A protagonista é uma personagem encantadora e é instigante acompanhá-la em sua jornada mágica. O elenco do romance é imenso, e há diversas figuras e criaturas interessantes, entre as quais destaco a cativante mantícora Baruk Naveen, cujo desenvolvimento na trama é surpreendente. Também gostei muito de Sir Benjamin Knightley, personagem desaparecido desde o início do livro, mas cujas marcas povoam o mundo mágico e cujos feitos passados afetam o rumo da história, tendo uma presença talvez mais forte pelo modo como se sente sua ausência - um feito literário considerável.

Muitos dos personagens (a maioria, na verdade) são imortais, com séculos de existência e aí a formação de Ana como historiadora faz a diferença, entremeando suas trajetórias de vida com diversos momentos históricos.

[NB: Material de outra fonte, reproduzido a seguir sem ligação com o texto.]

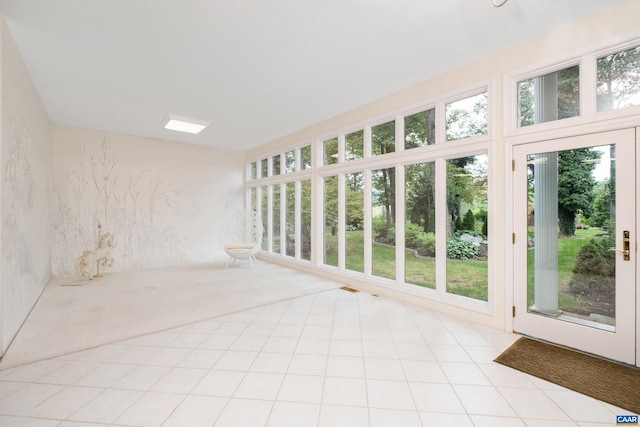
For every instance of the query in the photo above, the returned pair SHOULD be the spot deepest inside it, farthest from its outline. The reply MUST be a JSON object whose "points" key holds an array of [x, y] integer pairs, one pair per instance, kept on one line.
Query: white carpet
{"points": [[126, 305]]}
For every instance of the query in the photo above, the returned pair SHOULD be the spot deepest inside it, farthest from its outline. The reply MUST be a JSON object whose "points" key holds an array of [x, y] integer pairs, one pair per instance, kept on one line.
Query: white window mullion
{"points": [[341, 221], [270, 218], [367, 142], [400, 220], [441, 123], [368, 235], [317, 220], [442, 220], [298, 220], [399, 133], [588, 82], [283, 218]]}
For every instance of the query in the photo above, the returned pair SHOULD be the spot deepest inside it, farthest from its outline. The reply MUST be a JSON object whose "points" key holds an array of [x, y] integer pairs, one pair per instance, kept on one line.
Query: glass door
{"points": [[574, 243]]}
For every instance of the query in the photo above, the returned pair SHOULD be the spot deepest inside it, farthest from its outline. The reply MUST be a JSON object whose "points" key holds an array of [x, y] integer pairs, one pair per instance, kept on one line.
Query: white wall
{"points": [[164, 202], [26, 178]]}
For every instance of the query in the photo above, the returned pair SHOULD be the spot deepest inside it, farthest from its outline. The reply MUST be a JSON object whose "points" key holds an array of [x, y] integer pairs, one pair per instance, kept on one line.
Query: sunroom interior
{"points": [[470, 193]]}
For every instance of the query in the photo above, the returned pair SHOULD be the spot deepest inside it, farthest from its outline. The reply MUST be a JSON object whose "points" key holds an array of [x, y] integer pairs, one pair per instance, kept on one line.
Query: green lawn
{"points": [[468, 278], [568, 249]]}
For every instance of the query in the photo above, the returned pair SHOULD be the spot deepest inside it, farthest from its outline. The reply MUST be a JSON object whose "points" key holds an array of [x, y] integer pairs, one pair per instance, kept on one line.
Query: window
{"points": [[467, 117], [430, 247], [276, 237], [305, 157], [354, 145], [264, 213], [290, 161], [330, 149], [354, 221], [618, 80], [383, 138], [305, 219], [290, 219], [467, 231], [420, 224], [330, 221], [383, 222], [275, 168], [420, 129], [553, 96]]}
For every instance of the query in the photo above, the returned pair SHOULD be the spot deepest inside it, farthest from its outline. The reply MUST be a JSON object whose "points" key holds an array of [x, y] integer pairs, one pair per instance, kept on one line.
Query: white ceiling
{"points": [[256, 69]]}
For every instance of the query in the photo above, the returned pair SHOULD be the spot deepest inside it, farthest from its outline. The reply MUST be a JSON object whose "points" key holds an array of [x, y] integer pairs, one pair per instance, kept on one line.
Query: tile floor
{"points": [[330, 359]]}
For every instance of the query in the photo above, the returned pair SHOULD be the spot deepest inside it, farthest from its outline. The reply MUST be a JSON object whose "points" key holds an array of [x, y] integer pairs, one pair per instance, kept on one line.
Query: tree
{"points": [[420, 199], [575, 186], [618, 79], [601, 205], [383, 139], [464, 121]]}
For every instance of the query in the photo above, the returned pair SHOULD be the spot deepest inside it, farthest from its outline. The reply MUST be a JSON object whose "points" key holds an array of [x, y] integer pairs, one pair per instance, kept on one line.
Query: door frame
{"points": [[510, 197]]}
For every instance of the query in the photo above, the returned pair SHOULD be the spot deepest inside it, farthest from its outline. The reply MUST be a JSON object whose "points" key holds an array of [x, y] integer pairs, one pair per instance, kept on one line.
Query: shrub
{"points": [[412, 233], [380, 228], [594, 270], [461, 249], [469, 221]]}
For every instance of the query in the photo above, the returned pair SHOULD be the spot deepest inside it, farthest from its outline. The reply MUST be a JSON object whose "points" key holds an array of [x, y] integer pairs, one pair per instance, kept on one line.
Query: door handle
{"points": [[626, 244]]}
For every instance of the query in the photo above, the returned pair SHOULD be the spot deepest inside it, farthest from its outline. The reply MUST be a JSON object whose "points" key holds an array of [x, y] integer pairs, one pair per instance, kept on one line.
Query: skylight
{"points": [[184, 124]]}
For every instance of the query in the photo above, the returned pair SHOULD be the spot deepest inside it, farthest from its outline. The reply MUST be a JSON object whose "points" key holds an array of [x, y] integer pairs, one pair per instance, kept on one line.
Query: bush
{"points": [[469, 221], [460, 249], [380, 228], [427, 244], [594, 271], [412, 233]]}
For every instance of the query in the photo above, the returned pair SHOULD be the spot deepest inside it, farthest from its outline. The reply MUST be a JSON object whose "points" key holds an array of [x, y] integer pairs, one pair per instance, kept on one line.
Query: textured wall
{"points": [[26, 190], [164, 202]]}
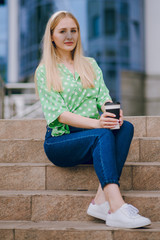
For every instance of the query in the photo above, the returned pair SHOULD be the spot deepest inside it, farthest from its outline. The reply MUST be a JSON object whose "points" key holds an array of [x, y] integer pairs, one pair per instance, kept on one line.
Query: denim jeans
{"points": [[106, 149]]}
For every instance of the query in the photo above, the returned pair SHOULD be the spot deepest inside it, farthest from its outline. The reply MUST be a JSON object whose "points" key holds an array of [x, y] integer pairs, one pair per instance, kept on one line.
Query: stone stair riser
{"points": [[76, 178], [31, 151], [83, 235], [66, 207], [35, 129]]}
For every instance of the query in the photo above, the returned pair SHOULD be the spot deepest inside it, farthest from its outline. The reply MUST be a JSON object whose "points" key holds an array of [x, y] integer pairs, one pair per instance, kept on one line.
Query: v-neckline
{"points": [[74, 75]]}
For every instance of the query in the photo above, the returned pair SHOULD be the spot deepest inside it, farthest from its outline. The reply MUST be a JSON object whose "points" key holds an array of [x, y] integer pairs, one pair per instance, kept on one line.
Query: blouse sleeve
{"points": [[52, 103], [103, 92]]}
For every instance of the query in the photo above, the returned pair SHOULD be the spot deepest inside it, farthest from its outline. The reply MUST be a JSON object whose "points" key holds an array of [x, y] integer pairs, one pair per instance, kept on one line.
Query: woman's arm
{"points": [[106, 120]]}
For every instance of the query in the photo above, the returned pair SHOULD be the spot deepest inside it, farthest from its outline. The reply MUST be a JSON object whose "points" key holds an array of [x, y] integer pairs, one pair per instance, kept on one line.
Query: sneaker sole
{"points": [[118, 225], [96, 215]]}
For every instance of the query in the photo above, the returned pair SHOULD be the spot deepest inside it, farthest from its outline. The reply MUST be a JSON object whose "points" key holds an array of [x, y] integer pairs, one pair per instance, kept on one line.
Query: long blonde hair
{"points": [[50, 60]]}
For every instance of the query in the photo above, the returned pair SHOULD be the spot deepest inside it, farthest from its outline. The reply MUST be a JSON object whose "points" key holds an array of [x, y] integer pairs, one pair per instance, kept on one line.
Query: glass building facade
{"points": [[116, 38], [3, 39]]}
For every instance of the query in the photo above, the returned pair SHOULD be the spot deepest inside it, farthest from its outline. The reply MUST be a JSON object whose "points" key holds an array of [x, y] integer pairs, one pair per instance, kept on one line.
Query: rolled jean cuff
{"points": [[109, 182]]}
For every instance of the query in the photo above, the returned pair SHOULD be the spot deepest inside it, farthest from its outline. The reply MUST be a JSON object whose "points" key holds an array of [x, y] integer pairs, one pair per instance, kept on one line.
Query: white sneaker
{"points": [[126, 217], [98, 211]]}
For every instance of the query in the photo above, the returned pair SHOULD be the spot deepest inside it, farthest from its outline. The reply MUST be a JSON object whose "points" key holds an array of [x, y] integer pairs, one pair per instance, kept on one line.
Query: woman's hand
{"points": [[107, 120], [121, 118]]}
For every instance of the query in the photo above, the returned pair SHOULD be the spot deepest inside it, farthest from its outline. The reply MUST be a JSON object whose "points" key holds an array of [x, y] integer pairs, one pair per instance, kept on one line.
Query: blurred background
{"points": [[122, 35]]}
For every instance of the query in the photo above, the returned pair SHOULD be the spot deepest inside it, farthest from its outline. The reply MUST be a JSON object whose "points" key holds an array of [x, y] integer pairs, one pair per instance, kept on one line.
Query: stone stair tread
{"points": [[69, 225], [84, 165], [130, 193]]}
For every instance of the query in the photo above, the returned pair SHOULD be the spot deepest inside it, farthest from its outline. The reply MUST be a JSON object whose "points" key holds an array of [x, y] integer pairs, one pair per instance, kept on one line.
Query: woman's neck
{"points": [[66, 57]]}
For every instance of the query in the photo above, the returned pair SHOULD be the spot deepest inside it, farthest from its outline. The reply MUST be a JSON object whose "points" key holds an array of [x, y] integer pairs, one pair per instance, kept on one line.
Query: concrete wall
{"points": [[152, 57], [132, 93]]}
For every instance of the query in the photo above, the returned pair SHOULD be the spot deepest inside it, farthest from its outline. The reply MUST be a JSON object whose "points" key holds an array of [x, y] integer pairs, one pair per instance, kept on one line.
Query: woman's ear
{"points": [[54, 44]]}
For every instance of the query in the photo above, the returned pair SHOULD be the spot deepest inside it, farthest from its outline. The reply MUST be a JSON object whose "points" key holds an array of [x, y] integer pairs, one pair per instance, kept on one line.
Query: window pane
{"points": [[96, 26], [110, 21]]}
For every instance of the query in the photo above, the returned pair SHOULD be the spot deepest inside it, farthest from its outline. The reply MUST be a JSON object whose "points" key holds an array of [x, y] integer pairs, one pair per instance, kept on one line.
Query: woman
{"points": [[72, 91]]}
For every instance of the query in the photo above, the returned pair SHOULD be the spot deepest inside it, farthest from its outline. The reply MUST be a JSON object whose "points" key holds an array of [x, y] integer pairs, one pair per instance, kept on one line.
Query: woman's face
{"points": [[65, 35]]}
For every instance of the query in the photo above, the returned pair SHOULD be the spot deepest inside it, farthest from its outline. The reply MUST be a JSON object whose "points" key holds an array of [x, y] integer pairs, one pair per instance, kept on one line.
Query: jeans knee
{"points": [[129, 126]]}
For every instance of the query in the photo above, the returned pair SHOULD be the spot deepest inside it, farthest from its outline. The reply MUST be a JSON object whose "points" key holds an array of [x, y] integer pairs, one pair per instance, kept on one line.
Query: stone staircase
{"points": [[39, 201]]}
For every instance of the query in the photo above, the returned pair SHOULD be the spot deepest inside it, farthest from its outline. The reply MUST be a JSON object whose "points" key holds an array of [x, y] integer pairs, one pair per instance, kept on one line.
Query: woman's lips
{"points": [[68, 43]]}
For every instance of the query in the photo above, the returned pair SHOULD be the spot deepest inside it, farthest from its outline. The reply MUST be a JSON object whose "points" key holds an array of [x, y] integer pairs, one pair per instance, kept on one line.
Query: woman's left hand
{"points": [[121, 118]]}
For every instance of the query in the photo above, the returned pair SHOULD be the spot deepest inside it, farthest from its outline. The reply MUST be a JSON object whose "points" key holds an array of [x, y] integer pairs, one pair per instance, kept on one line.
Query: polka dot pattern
{"points": [[84, 102]]}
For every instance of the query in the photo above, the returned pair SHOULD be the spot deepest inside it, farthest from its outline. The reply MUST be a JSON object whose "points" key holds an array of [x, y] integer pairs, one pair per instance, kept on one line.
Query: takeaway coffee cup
{"points": [[115, 109]]}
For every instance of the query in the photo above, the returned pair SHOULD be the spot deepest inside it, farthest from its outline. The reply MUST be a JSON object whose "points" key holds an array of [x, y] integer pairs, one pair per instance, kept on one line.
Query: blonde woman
{"points": [[72, 91]]}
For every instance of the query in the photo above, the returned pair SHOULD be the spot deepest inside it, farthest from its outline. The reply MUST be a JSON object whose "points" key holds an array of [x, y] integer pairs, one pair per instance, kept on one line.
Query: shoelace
{"points": [[131, 210]]}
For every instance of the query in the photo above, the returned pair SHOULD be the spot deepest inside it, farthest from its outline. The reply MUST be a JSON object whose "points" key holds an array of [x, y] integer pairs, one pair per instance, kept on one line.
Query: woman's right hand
{"points": [[107, 120]]}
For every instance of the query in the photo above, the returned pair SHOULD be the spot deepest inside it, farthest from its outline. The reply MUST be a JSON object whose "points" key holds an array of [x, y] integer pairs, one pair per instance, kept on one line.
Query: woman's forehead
{"points": [[66, 22]]}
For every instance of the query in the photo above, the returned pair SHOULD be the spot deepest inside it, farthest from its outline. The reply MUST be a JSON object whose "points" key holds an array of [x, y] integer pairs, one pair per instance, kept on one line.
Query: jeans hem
{"points": [[109, 182]]}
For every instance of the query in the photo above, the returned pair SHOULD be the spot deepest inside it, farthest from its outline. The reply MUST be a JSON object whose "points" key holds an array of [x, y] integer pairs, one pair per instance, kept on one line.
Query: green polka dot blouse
{"points": [[74, 98]]}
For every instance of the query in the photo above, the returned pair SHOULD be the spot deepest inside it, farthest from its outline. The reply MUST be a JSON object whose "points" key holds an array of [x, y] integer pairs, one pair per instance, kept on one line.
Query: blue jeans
{"points": [[106, 149]]}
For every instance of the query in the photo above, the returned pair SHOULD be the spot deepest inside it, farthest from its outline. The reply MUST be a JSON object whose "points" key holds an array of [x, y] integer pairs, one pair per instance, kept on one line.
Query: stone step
{"points": [[67, 205], [143, 149], [46, 176], [73, 230], [145, 126]]}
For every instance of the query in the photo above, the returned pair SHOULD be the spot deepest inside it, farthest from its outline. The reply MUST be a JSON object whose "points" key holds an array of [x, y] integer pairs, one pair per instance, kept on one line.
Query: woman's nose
{"points": [[69, 35]]}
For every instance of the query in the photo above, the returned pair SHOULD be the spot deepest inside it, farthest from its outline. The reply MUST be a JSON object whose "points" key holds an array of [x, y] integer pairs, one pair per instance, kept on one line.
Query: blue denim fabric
{"points": [[107, 149]]}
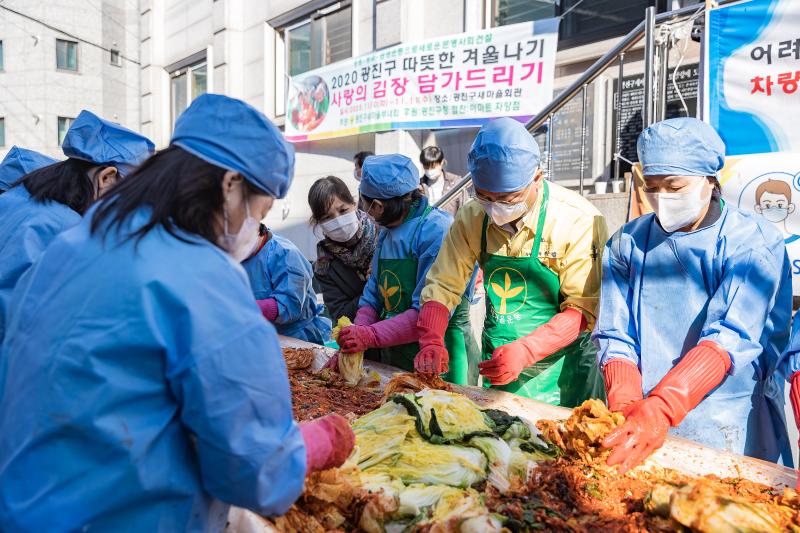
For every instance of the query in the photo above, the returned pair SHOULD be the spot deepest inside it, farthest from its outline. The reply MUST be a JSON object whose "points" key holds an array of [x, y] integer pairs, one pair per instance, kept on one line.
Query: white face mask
{"points": [[676, 210], [775, 214], [244, 243], [341, 228], [503, 213]]}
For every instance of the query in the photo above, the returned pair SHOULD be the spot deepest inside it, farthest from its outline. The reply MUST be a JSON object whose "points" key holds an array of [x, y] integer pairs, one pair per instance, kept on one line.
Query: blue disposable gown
{"points": [[280, 271], [728, 283], [140, 388], [27, 226], [395, 243]]}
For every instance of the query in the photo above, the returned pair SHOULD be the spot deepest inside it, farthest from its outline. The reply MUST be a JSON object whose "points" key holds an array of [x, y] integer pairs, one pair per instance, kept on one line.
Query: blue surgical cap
{"points": [[680, 147], [96, 140], [388, 176], [18, 162], [504, 157], [236, 136]]}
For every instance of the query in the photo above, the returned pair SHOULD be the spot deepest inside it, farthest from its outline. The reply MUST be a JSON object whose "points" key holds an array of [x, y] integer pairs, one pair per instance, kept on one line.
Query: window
{"points": [[322, 40], [583, 22], [387, 23], [514, 11], [64, 124], [186, 85], [66, 55]]}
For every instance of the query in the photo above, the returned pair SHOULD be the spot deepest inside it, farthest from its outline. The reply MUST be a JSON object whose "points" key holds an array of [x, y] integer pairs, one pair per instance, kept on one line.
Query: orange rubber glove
{"points": [[623, 383], [509, 360], [681, 390], [794, 397], [432, 357]]}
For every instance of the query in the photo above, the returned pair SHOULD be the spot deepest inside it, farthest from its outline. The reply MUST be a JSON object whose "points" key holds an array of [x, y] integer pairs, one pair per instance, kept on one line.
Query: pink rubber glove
{"points": [[623, 383], [509, 360], [679, 391], [432, 324], [269, 308], [365, 316], [357, 339], [329, 441]]}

Destaco ainda que o mundo elaborado pela autora se apropria de modo bastante criativo e original de diversas influências mitológicas e literárias, constituindo um bom exemplar daquilo que Tolkien propunha como "subcriação".

Por fim, é bom ver uma escritora brasileira produzindo um romance que não se veja estreitamente atrelado a temas "nacionais", como acontece tão frequentemente, embora esse mundo mágico tenha me parecido um tanto "eurocêntrico" - quem sabe numa continuação Olivia e Nicolas não poderiam encontrar o curupira ou a mula-sem-cabeça?

Concluo com uma passagem de que gostei muito, e que resume o espírito do livro:

"Acreditar não é um processo fácil. Eu testemunhei muitas coisas, vivenciei muito e ainda assim posso afirmar que conheci apenas uma pequena parte do que existe. [...] Por sorte, mente e conhecimento são ilimitados, têm franca e infinita capacidade de expansão".